Dal numero 3 de “Il Biancoverde” del 6/09/2013
«Da ragazzo ho giocato a calcio. Oggi la mia passione la esercito davanti alla tv, guardando, quando posso, qualche incontro di calcio. Di sport ne pratico davvero poco».
Giuseppe De Mita non smentisce l’immaginario collettivo, i politici, complice l’attività istituzionale che ricoprono, preferiscono seguire lo sport dal divano di casa e sono rari i momenti in cui possono ritagliarsi un po’ di tempo libero per la tradizionale partita a calcetto con gli amici. Ma l’ex vicepresidente della Regione ha piena consapevolezza dell’importanza che riveste lo sport per una realtà come la nostra e per questo, nella speranza di poter partecipare il più possibile ai prossimi campionati agonistici, augura all’A.S. Avellino e la Sidigas Scandone, di vivere una stagione da protagoniste.
On. De Mita, la riconquista della serie B nel calcio ha riacceso in molti la speranza di correre per la serie A, fa parte anche lei di questo gruppo di tifosi?
«L’auspicio è comune, quello di poter vedere di nuovo l’Avellino nella massima serie. Poter accarezzare nuovamente quel sogno costituirebbe senza dubbio una iniezione di fiducia per tutta la nostra comunità, ma l’obiettivo della serie A deve essere centrato in tempi rapidi. Il risultato al quale tendere e che darebbe, a mio avviso, garanzia di successo è quello della programmazione che eviterebbe l’altalena di stagioni esaltanti e momenti di crisi come pure ci sono stati in questi ultimi anni».
Lo Sport soprattutto quando arriva a importanti livelli può essere una grande risorsa per il territorio, un biglietto da visita in grado di attrarre turisti provenienti da ogni angolo del paese, bisogna però costruire un progetto. Lei che ha ricoperto il ruolo di Assessore al Turismo che ne pensa?
«Senza dubbio avere una squadra di calcio che gioca ai massimi livelli rappresenta un tassello significativo anche dal punto di vista economico, per l’indotto che crea. Ospitare i grandi club del calcio italiano significherebbe avere un ritorno in termini di immagine, tornare a far parlare della città nel circuito dei media nazionali e, quindi, poter contare anche sull’innesco di meccanismi che abbiano un rilievo economico. Nella mia esperienza da assessore regionale ho compreso come l’Irpinia abbia le carte in regola per uno sviluppo turistico, ma, al di là degli investimenti materiali che pure sono necessari, è importante riuscire a costruire un immaginario legato all’Irpinia e il calcio può essere un tassello importante in questo senso».

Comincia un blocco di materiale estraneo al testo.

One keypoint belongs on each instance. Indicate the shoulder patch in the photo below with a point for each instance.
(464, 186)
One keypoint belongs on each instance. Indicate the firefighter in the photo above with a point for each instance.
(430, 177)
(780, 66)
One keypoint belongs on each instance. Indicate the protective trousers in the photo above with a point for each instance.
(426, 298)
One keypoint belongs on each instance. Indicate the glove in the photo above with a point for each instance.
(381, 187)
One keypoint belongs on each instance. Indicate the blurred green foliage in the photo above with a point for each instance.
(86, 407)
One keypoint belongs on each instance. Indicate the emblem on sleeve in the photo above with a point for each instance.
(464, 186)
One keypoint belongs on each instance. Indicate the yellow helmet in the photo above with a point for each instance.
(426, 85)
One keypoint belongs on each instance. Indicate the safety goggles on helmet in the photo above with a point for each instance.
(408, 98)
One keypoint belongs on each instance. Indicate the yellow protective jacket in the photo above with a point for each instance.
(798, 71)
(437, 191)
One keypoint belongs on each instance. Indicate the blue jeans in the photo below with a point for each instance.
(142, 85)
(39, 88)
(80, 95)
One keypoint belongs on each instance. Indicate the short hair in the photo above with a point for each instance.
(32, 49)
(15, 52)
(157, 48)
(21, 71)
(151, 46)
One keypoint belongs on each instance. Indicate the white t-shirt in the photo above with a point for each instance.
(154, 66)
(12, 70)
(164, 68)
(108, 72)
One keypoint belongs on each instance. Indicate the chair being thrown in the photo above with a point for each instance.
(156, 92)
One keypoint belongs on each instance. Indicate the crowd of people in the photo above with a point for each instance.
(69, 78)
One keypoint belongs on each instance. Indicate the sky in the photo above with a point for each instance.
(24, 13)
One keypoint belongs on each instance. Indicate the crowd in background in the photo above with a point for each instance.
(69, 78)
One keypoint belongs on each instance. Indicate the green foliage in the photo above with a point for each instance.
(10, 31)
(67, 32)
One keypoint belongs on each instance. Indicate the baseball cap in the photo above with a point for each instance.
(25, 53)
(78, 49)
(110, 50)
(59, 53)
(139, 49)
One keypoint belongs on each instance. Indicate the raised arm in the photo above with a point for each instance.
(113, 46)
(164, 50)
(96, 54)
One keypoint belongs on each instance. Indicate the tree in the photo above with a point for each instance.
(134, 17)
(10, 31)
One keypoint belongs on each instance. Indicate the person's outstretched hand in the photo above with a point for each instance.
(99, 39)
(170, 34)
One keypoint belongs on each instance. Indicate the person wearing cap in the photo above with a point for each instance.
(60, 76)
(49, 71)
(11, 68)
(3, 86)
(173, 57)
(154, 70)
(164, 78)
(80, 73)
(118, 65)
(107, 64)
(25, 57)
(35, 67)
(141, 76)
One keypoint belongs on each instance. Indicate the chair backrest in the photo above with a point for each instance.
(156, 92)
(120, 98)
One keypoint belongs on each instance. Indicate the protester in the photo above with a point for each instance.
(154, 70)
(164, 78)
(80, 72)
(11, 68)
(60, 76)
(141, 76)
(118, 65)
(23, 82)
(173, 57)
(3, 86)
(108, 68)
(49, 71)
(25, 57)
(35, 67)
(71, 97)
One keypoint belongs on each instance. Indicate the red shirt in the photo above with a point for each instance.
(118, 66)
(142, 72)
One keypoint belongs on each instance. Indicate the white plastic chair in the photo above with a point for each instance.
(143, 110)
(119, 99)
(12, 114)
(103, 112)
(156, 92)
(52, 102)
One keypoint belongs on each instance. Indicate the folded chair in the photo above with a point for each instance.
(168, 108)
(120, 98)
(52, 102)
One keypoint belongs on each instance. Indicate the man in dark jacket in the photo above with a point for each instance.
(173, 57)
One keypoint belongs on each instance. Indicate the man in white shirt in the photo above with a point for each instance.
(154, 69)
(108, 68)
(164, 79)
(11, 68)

Accanto a ciò, però, bisogna investire in un sistema infrastrutturale che ad oggi va migliorato e qualificato. Qualche suo collega ha proposto di creare una rete sinergica tra pubblico e privato per promuovere una politica dell’accoglienza legata al turismo sportivo, è d’accordo?
«L’infrastrutturazione di un territorio rappresenta uno strumento importante, ma solo se funzionale al disegno di sviluppo che ci si è posti come obiettivo. In ogni ambito, anche in quello turistico, la collaborazione tra pubblico e privato può essere il metodo che garantisca efficacia e porti a risultati significativi in termini di produttività. In Irpinia esistono numerose strutture che sono state riqualificate a fini turistici, ma che non sono mai entrate in una logica sistemica e produttiva proprio perché di proprietà pubblica. Creare le condizioni perché i privati possano investire e fare impresa rappresenta perciò, oggi, un obiettivo a cui chi amministra deve per forza di cose guardare».
Ha fatto discutere l’ordinanza “Stadio Sicuro” per combattere la violenza negli stadi, qualcuno l’ha giudicata una legge proibizionista. Crede che vada rivista?
«Lo sport deve fornire momenti di divertimento ed essere un’attività che amplifica il sano agonismo, la passione per i propri colori, l’entusiasmo dello stare insieme. Ogni provvedimento, quindi, che possa rafforzare la sicurezza di chi è fruitore di eventi sportivi credo che vada accolto con favore. Lo sport deve contribuire alla realizzazione di un progetto di vita e non essere considerato solo come evasione. In questo senso guardo con favore ad esperienze come quella che sta portando avanti Mario Dell’Anno, un progetto che coniuga passione per lo sport, attaccamento alle radici e partecipazione sociale e dove diventa possibile lavorare alla realizzazione di sé anche grazie e attraverso lo sport».